Chrome’s desktop notifications are clean, easy to read, and really handy for keeping an eye on what’s going on inside Gmail without keeping the browser focused on it. Setting it up is easy, grab your copy of Chrome to follow along.

Turn on Desktop Notifications

Before you can take advantage of Chrome’s notification power you’ll have to turn them on. Click on the wrench in the upper right corner and navigation to Options –> Under the Hood –> Content settings… and then from within the Content menu navigate to Notifications. There you should check Ask me when a site wants to show desktop notifications. Close out the options menu and return back to the main browser pane in Chrome.

Enable Notifications within Gmail

Fire up Gmail and navigate to the Settings –> General. Scroll down until you see the Desktop notifications sub-section:

First, click the blue link that says “Click here to enable desktop notifications…”. Your link will likely say “for Gmail”, in our case it says How-To Geek Mail because of our Google Apps domain.

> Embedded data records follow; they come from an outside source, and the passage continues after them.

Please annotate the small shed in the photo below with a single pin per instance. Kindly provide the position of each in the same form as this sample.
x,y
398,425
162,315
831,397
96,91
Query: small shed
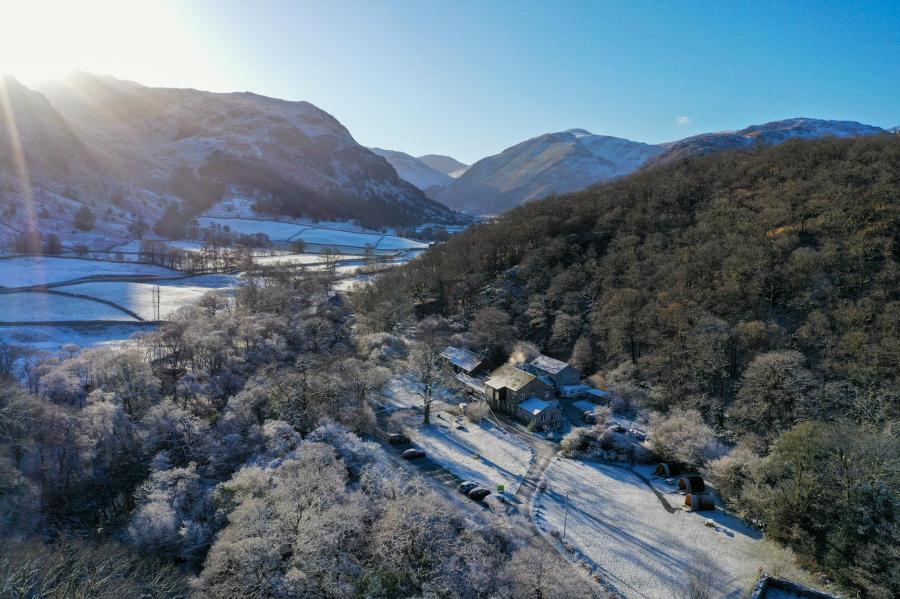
x,y
463,360
540,412
667,470
699,502
691,483
556,371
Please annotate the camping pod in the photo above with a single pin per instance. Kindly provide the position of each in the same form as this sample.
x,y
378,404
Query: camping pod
x,y
667,470
699,502
691,484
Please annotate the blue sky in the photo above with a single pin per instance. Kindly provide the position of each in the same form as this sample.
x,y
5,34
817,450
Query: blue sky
x,y
472,78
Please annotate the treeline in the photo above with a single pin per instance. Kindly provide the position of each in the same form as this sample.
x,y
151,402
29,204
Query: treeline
x,y
758,288
222,456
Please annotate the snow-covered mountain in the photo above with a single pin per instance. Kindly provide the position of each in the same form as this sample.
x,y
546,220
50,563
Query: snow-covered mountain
x,y
413,170
127,150
553,163
445,164
573,160
772,133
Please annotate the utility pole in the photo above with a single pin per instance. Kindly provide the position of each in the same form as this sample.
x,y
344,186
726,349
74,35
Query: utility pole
x,y
156,302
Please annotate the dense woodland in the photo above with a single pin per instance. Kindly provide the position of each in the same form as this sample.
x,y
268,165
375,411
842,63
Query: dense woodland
x,y
751,299
224,455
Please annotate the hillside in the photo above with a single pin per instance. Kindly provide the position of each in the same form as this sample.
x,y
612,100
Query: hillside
x,y
756,289
767,134
794,236
413,170
127,151
445,164
574,160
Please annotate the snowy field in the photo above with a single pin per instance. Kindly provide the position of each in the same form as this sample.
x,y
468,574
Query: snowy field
x,y
621,528
38,307
40,270
50,340
284,232
482,453
138,297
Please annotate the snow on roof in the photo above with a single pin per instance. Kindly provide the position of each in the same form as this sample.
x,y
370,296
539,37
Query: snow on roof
x,y
462,358
509,377
535,406
470,382
548,364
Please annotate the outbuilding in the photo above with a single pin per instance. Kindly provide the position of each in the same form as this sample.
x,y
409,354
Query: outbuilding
x,y
691,483
558,372
508,386
463,360
539,412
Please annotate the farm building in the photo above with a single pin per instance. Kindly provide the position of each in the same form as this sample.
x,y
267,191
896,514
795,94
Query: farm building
x,y
463,360
557,372
508,386
691,484
539,412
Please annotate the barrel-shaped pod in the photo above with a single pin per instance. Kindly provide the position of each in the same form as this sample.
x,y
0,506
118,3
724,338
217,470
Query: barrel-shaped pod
x,y
667,470
698,502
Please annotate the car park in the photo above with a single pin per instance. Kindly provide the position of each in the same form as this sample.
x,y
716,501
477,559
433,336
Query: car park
x,y
479,493
413,453
466,486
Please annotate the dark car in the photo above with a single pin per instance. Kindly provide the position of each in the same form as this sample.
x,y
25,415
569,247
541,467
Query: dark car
x,y
412,454
398,439
479,493
466,486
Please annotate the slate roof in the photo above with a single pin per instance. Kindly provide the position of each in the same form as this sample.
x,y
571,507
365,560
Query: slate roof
x,y
509,377
548,364
535,406
462,358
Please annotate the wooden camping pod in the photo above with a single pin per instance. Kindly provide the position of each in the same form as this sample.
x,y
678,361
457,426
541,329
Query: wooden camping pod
x,y
667,470
699,502
691,484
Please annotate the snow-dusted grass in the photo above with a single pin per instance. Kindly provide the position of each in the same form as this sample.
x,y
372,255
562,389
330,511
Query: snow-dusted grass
x,y
618,525
38,307
50,340
389,242
482,453
39,270
138,297
280,231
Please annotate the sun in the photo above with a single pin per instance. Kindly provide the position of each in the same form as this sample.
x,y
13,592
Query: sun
x,y
147,41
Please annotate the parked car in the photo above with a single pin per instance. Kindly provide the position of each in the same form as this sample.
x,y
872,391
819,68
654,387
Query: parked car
x,y
479,493
413,453
466,486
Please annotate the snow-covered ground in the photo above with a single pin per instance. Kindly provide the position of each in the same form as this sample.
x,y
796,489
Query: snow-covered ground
x,y
38,307
280,231
138,297
50,340
39,270
482,452
620,527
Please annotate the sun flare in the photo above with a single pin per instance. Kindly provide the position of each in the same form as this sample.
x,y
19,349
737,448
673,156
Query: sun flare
x,y
44,39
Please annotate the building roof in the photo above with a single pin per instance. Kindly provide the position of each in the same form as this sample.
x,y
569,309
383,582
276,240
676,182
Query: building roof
x,y
535,406
462,358
470,382
509,377
548,364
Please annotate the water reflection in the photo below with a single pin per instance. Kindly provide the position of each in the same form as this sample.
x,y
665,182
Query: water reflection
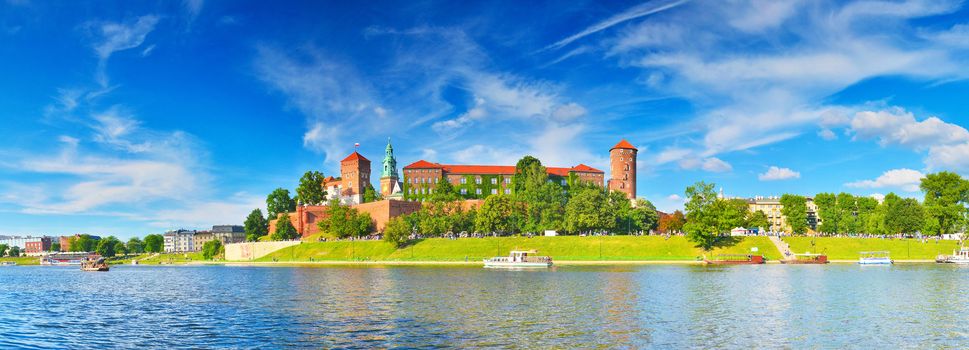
x,y
774,306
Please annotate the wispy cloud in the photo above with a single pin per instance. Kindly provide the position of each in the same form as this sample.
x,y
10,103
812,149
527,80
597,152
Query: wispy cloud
x,y
907,180
635,12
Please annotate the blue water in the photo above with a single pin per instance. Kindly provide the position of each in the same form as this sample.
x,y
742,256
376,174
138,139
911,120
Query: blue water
x,y
769,306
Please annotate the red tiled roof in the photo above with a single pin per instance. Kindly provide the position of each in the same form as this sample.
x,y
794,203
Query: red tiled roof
x,y
623,144
423,164
354,156
586,168
493,169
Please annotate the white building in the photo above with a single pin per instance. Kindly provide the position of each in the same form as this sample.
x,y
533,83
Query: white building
x,y
179,241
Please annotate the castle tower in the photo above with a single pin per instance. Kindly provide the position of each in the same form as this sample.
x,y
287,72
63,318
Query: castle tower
x,y
622,159
389,180
355,173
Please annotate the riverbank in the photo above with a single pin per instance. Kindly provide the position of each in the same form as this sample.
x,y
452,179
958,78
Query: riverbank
x,y
848,249
563,248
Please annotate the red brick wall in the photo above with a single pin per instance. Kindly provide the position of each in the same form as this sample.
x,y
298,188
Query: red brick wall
x,y
623,171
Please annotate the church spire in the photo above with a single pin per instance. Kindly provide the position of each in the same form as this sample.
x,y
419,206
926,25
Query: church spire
x,y
390,163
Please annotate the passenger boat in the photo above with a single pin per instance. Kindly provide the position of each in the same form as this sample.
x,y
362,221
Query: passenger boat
x,y
807,259
875,258
519,259
735,259
960,257
94,265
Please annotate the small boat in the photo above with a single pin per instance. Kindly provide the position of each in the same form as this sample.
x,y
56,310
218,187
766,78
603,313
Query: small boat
x,y
960,257
519,259
94,265
806,259
735,259
875,258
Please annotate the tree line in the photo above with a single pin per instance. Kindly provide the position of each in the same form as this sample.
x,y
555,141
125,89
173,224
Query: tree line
x,y
943,211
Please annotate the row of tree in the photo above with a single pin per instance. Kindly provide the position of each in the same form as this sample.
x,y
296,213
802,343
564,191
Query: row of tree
x,y
943,211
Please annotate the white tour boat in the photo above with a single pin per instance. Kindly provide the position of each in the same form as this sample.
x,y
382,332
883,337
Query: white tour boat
x,y
960,257
875,258
519,259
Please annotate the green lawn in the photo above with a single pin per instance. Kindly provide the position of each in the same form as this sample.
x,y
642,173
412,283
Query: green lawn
x,y
23,260
848,248
614,248
146,259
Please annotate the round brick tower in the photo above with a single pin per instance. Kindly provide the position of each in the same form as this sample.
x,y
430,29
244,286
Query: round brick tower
x,y
622,159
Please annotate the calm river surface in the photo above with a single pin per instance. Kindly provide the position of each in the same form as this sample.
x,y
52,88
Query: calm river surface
x,y
769,306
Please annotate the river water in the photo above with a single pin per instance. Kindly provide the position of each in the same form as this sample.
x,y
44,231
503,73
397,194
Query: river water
x,y
658,306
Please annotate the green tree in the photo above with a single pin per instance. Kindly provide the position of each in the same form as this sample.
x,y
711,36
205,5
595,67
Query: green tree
x,y
396,231
105,246
903,215
284,229
278,202
672,223
497,214
946,195
589,209
757,219
135,246
370,195
795,209
701,215
212,249
120,248
154,243
828,212
256,225
644,216
310,190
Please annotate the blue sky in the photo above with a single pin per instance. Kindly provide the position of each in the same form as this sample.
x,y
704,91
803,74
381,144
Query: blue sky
x,y
131,117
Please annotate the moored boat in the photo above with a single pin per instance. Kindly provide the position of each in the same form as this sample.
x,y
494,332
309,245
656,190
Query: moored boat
x,y
875,258
807,259
519,259
735,259
94,265
960,257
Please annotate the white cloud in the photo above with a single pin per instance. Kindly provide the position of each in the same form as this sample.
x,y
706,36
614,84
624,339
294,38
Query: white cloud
x,y
111,37
755,95
775,173
897,126
630,14
711,164
905,179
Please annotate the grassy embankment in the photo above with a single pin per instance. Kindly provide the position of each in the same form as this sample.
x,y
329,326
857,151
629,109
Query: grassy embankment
x,y
848,248
563,248
23,260
152,259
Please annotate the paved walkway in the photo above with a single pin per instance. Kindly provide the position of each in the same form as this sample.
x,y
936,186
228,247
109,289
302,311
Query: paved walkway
x,y
782,247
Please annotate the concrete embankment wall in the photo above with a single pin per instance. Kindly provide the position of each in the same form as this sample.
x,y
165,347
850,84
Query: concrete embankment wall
x,y
254,250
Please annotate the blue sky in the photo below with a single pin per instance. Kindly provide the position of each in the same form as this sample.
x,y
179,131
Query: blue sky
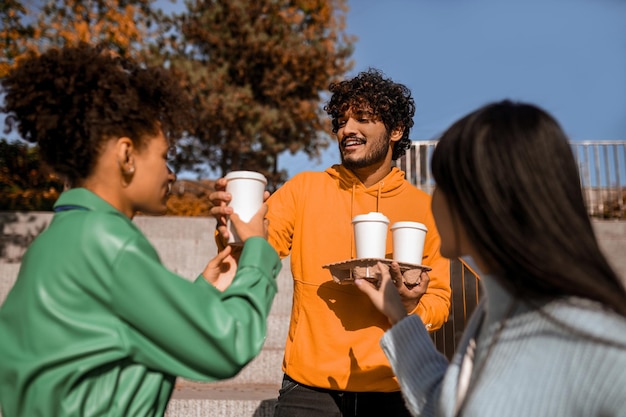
x,y
567,56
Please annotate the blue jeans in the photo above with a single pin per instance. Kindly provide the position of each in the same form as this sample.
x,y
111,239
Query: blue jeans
x,y
298,400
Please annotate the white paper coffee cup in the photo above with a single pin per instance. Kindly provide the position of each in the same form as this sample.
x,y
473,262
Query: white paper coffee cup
x,y
246,188
408,241
370,235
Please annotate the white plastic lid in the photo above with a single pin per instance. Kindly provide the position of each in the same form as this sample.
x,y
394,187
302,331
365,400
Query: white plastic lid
x,y
250,175
372,216
415,225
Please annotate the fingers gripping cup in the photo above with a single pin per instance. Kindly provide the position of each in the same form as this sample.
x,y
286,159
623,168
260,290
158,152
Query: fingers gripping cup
x,y
408,241
370,235
246,188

When you click it, a blue bar will appear at the top of your browser asking if you want to allow mail.google.com to show desktop notifications. Click Allow.

Toggle the notifications you’d like to receive to on. In this case we’ll toggle email notifications on and take it for a test drive. Don’t forget to scroll down and click Save Changes.

Time to test it out. Fire of an email to the Gmail account you just enabled notifications from (send it from another email address, sometimes you don’t get notifications if you send them from your main address to yourself). Also, make sure you have Gmail open in a tab somewhere in Chrome. This is important; the notifications will only work if you’re actually logged into Gmail with Gmail open in a tab.

Let’s fire off an email and see how it works:

Success! By way of the moon law all your base are now belong to us! (Extra credit points for successfully identifying the two parts of my double obscure reference in the prior sentence.)

Before we go, one last tip; If you find yourself overwhelmed by the sheer number of emails popping up, it might be time to turn on the Priority Inbox.